I feel like they're distinctly separate things, and I thought I'd communicated as much. Oh, well.

...the voting system consistently produces pathological outcomes at scale.

That seems like... a little much. I do agree that upvotes/downvotes indeed gamify the system, but on the whole would say that the end-effect on Reddit results in a big bunch of hoomons acting in typical hoomon ways, which is with deep undercurrents of fickle, ignorant, selfish, feel-good behavior.

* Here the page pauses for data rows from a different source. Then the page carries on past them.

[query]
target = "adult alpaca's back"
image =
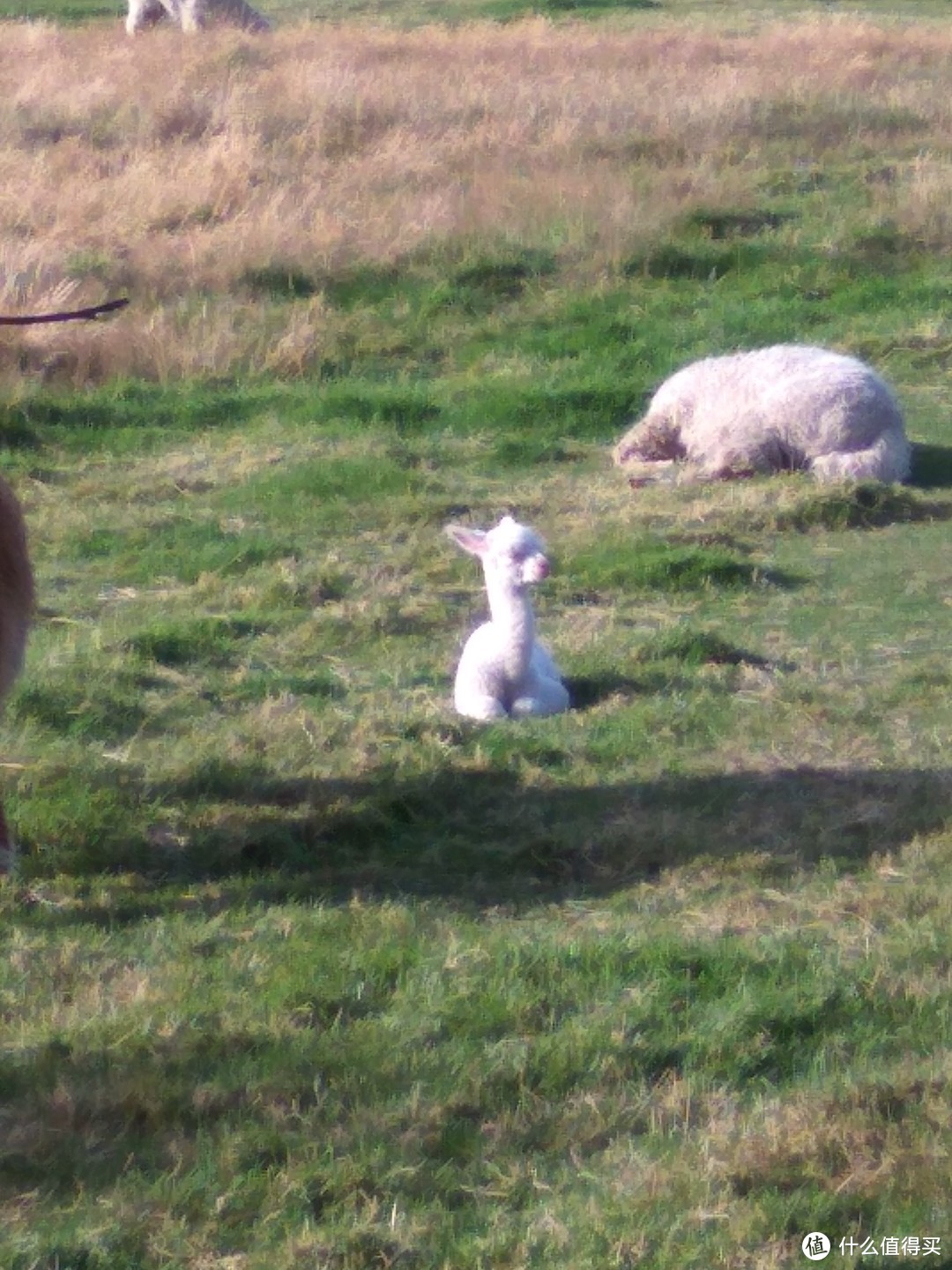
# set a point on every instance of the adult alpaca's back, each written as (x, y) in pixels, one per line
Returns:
(784, 407)
(504, 672)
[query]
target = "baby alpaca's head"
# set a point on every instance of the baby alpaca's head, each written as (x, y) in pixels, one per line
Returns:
(509, 550)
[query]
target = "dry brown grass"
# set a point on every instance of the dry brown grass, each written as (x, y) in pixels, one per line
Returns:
(170, 168)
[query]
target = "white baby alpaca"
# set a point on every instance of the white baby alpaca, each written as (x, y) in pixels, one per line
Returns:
(787, 407)
(502, 669)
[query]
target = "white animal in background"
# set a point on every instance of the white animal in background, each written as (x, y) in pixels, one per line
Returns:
(502, 669)
(193, 14)
(16, 615)
(787, 407)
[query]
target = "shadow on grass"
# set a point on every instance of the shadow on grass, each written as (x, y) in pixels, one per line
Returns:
(932, 467)
(487, 837)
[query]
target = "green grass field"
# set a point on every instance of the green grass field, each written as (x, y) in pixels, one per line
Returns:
(302, 970)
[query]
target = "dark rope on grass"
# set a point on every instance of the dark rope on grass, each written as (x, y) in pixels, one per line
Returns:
(70, 315)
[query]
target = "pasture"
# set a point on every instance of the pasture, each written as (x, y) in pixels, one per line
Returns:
(300, 969)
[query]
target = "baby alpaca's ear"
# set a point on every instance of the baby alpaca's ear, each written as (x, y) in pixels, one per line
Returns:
(470, 540)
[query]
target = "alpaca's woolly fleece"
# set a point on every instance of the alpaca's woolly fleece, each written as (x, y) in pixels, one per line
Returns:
(193, 14)
(787, 407)
(504, 672)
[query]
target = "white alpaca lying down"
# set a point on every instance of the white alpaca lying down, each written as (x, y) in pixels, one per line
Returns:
(195, 14)
(785, 407)
(502, 669)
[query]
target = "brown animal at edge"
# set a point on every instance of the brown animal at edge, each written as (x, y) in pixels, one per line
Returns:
(16, 614)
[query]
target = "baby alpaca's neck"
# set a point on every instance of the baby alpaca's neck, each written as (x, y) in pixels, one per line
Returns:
(512, 615)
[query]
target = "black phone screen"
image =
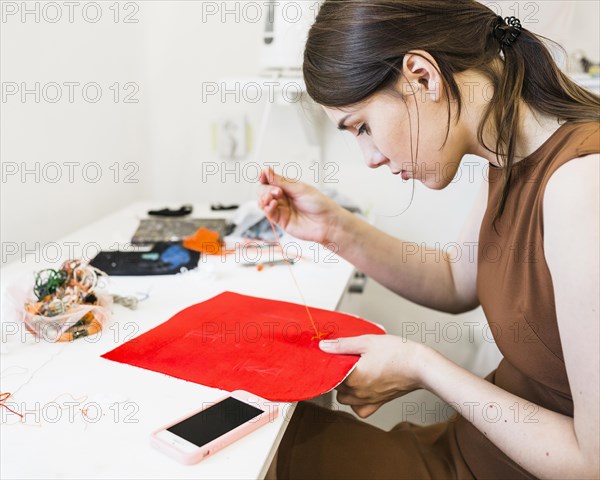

The Usenet comparison wasn’t really about scale. It was about the incentive structure.

Yeah, I get that, but I do observe that there are advantages to upvote/downvote that indeed work better on a larger scale. I'm not sure they're really needed on a smaller scale.

I'd say I agree with most of the things you wrote, but remain unconvinced that upvote/downvote is so absolutely toxic as to merit tossing. And of course, I don't think it's going to happen, anyway.

Aggregate behaviour amongst naked apes? Yeah, I would tend to agree. Now what?

[–] SuspciousCarrot78@lemmy.world 1 points 4 hours ago (1 children)

That seems like… a little much. I do agree that upvotes/downvotes indeed gamify the system, but on the whole would say that the end-effect on Reddit results in a big bunch of hoomons acting in typical hoomon ways, which is with deep undercurrents of fickle, ignorant, selfish, feel-good behavior.

I'd argue that's a restatement of my position with better adjectives :)

I’d say I agree with most of the things you wrote, but remain unconvinced that upvote/downvote is so absolutely toxic as to merit tossing. And of course, I don’t think it’s going to happen, anyway.

Aggregate behaviour amongst naked apes? Yeah, I would tend to agree. Now what?

Well, 2 options:

  1. Kill all the apes (or just wait 15 more minutes)

  2. Enjoy Lemmy

I'm trending towards 2 myself

[–] JohnnyEnzyme@piefed.social 1 points 4 hours ago (1 children)
  1. Kill all the apes (or just wait 15 more minutes)

We're doing a great job of that ourselves, so mission accomplished?

  1. Enjoy Lemmy

I've been on Reddit for 10yrs, and the Fediverse for the past 2.5yrs, and don't see that changing anytime soon. I'm also skeptical as to the FV ever matching Reddit in terms of variety and bulk of content. The situation just is what it is.

[–] SuspciousCarrot78@lemmy.world 1 points 3 hours ago (1 children)

We're doing a great job of that ourselves, so mission accomplished?

George Dubya, is that you?

I'm also skeptical as to the FV ever matching Reddit in terms of variety and bulk of content. The situation just is what it is.

...from your fingers to God's eyeballs.

[–] JohnnyEnzyme@piefed.social 1 points 3 hours ago

George Dubya, is that you?

He didn't patent that expression, far as I know.